158   In the present case, no precise assurances concerning the maintenance of the application of the weighting to the applicant’s pension were ever given. Rather, because of inconsistencies and contradictions in her statements, as early as May 2003 the applicant was requested on several occasions to furnish proof of her residence in the United Kingdom and was specifically warned that if she did not do so, its application would be suspended. Accordingly, by withdrawing the application of the weighting in question, the Council acted in a manner consistent with the abovementioned case-law.

159   The disputed benefit was not withdrawn too precipitately in the present case because the applicant was granted six weeks to submit supporting documents.

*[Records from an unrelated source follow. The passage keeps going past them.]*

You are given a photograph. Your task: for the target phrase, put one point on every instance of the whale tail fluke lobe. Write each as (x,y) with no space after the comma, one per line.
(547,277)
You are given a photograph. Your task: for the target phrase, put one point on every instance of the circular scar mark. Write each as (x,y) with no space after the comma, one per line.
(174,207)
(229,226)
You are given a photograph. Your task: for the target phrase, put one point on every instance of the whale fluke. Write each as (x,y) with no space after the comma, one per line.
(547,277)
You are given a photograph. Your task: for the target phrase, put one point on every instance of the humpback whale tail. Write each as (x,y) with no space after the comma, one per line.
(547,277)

160   Lastly, the Council disputes the applicant’s statement that she could infer from this that as long as her factual situation was unchanged, the United Kingdom weighting would continue to be applied to her pension. It is precisely the change in the factual situation which is crucial in the present case since the applicant has failed to demonstrate conclusively her stable and effective residence in the United Kingdom.

 Findings of the Court

161   It must be pointed out at the outset that, according to settled case-law, while it must be acknowledged that any Community institution which finds that a measure which it has just adopted is tainted by illegality has the right to withdraw it within a reasonable period, with the retroactive effect which applies to such a withdrawal, that right may be restricted by the need to fulfil the legitimate expectations of a beneficiary of the measure, who has been led to rely on the lawfulness thereof (De Compte v Parliament, paragraph 35; Gooch v Commission, paragraph 53; and Case T-251/00 Lagardère and Canal+ v Commission [2002] ECR II-4825, paragraph 140).

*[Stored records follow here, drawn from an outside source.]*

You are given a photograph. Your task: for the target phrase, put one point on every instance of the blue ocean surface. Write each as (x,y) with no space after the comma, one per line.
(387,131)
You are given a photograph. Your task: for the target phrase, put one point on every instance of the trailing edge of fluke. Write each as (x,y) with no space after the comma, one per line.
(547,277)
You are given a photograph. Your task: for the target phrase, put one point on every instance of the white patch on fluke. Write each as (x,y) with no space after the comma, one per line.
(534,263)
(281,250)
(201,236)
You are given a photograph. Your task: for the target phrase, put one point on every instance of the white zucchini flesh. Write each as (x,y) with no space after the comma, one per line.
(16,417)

162   It is also apparent from the case-law that the relevant date as regards whether the addressee of an administrative act has acquired legitimate expectations is not the date on which the act was adopted or withdrawn but the date on which it was notified (De Compte v Parliament, paragraph 36).

163   Furthermore, the beneficiary cannot rely on legitimate expectations in so far as he has provoked the adoption of the measure by means of false or incomplete information (Joined Cases 42/59 and 49/59 Snupat v High Authority [1961] English Special Edition page 53, 87; Case 14/61 Hoogovens v High Authority [1962] English Special Edition page 253, 269; and De Compte v Parliament, paragraph 37).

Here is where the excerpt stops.